ミニ・レビュー
元シンバルズ、個性的な声質を持つ、素養豊か(父親はサックス奏者の土岐英史)なシンガーのメジャー・デビュー盤。ソロ転向後、ジャジィな路線をとっていた彼女の完全ポップ盤で、今様なシュガーベイブとも言うべき手触りを持つものになっている。円満で弾んだ情緒に心踊る。
ガイドコメント
“土岐流シティ・ポップ”をコンセプトとした、メジャー・デビュー・アルバム。従来のスウィート・ジャズからソウル風のナンバーや昭和ジャズ風のものなどを、持ち前のキュートな歌声で表現している。
収録曲
01モンスターを飼い馴らせ
メジャー・レーベル移籍第1弾アルバム『TALKIN'』のオープナーは、土岐麻子のクール&スウィート・ヴォーカルだからこそ生まれた極上のシティ・ポップス。フュージョン・ソウルのグルーヴに乗って夜の道へ走り出せば、輝くイルミネーションの海が見えてくる。
02HOO-OON
作曲の西寺郷太とともにNONA REEVESのメンバーが全面参加した、珠玉のジャパニーズ・フリーソウル・チューン。
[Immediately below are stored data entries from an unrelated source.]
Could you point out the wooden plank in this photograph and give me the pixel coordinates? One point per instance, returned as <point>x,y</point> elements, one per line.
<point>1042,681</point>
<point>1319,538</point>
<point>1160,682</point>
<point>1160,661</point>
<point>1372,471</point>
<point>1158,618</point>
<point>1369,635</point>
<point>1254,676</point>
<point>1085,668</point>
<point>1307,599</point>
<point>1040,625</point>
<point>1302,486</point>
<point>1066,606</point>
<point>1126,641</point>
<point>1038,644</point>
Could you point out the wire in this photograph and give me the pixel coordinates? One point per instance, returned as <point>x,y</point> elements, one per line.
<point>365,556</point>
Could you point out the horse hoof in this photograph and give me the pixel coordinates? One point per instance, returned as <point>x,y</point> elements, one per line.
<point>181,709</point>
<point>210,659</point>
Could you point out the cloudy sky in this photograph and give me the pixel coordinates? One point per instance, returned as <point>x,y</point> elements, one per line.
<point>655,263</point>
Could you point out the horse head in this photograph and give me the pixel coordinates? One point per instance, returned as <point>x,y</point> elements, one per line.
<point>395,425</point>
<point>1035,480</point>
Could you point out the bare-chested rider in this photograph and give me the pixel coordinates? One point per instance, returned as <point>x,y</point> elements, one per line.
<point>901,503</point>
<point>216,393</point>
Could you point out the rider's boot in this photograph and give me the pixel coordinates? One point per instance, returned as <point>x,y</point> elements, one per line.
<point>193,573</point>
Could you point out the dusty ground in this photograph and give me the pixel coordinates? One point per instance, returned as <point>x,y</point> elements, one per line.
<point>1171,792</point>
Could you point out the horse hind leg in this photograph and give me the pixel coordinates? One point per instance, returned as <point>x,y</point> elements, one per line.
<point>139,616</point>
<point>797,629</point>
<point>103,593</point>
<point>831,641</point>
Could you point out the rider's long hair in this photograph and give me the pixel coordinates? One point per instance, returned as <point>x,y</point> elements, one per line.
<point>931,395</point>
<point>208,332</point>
土岐麻子のシルキーなヴォーカルとカラフルなリリックに、ファンキーなグルーヴがベスト・マッチしている。
03ファンタジア
郷愁を誘うエレクトリック・シタールの音色で始まる緩やかなミッド・バラード。土岐の羽毛のようなコーラスと柔らかなフリューゲル・ホーンが、しっとりとしたサウンドにファンタジックな彩りを添える。作・編曲は中島美嘉の「STARS」で知られる川口大輔。
04MY SUNNY RAINY
ジャズのテイストをふんだんにちりばめた、ミュージカル風のナンバー。編曲者のジャズ・ピアニスト、クリヤ・マコトを中心とした鉄壁のバッキングに、土岐麻子のキュートなヴォーカルが映える。小粋なメロディにぴったりハマった土岐のリリックにも注目。
05青空のかけら
斉藤由貴が86年にオリコン第1位を獲得したナンバーをファンキーにカヴァー。ラテン・フレイヴァのパーカッションとハンドクラップが、絶妙なスパイスになっている。土岐麻子の涼しげなヴォーカルの魅力が発揮された、秀逸のカヴァーだ。
06TALK SHOW
作・編曲・演奏をポストロック・バンドのtoeが担当した、アンビエント・テイストのミッド・ナンバー。ツイン・ギターを柱にしたサウンドは、水の中を泳ぐような独特の浮遊感を醸している。英語と日本語の音感や押韻を多用した土岐のリリック・センスが光る。
07眠れる森のただの女
エレクトリック・ピアノの優しい響きで始まるミッド・チューン。ゆったりしたリズムに乗せて目まぐるしく展開するメロディは、さながら深い森のよう。フリューゲル・ホーンのマットな音色と土岐麻子の透明な歌声が柔らかく溶け合い、甘いまどろみに導く。
08サーファー・ガール
荒れ狂う都会の海をくぐり抜けて、行け、サーファー・ガール。日々を戦う女の子たちへそっとエールを送る、フリー・ソウル・フレイヴァのミッド・ポップ・チューン。さざなみのように寄せては返すペダル・スティールの音色が切ない。
09WALK ON
ざっくりとしたアコースティック・ギターと微風のようなコーラス・ワークが爽やかな、ソフト・ロック・チューン。甘めのサウンドをブルース・ハープとパーカッションでピリリと引き締めている。英詞はグディングス・リナ、作曲は元Cymbalsの矢野博康。
10風とうわさ
オルゴールを模したアウト・チューン・ピアノと黄昏のようなギターが美しいララバイ。スロー・ワルツを歌う土岐麻子のヴォーカルは、泣きたくなるほどに優しい。作詞は元SUPERCARのいしわたり淳治、作曲はHALCALIなどを手掛ける田中ユウスケ。
11カモンナ・マイ・ハウス
江利チエミの代表曲「家へおいでよ」を土岐麻子ならではの解釈でカヴァー。チエミ版のモダン・ジャズと昭和歌謡の持ち味を活かしながら、ルンバ調のアレンジを取り入れたスウィンギーなグルーヴは、まさに粋のひと言だ。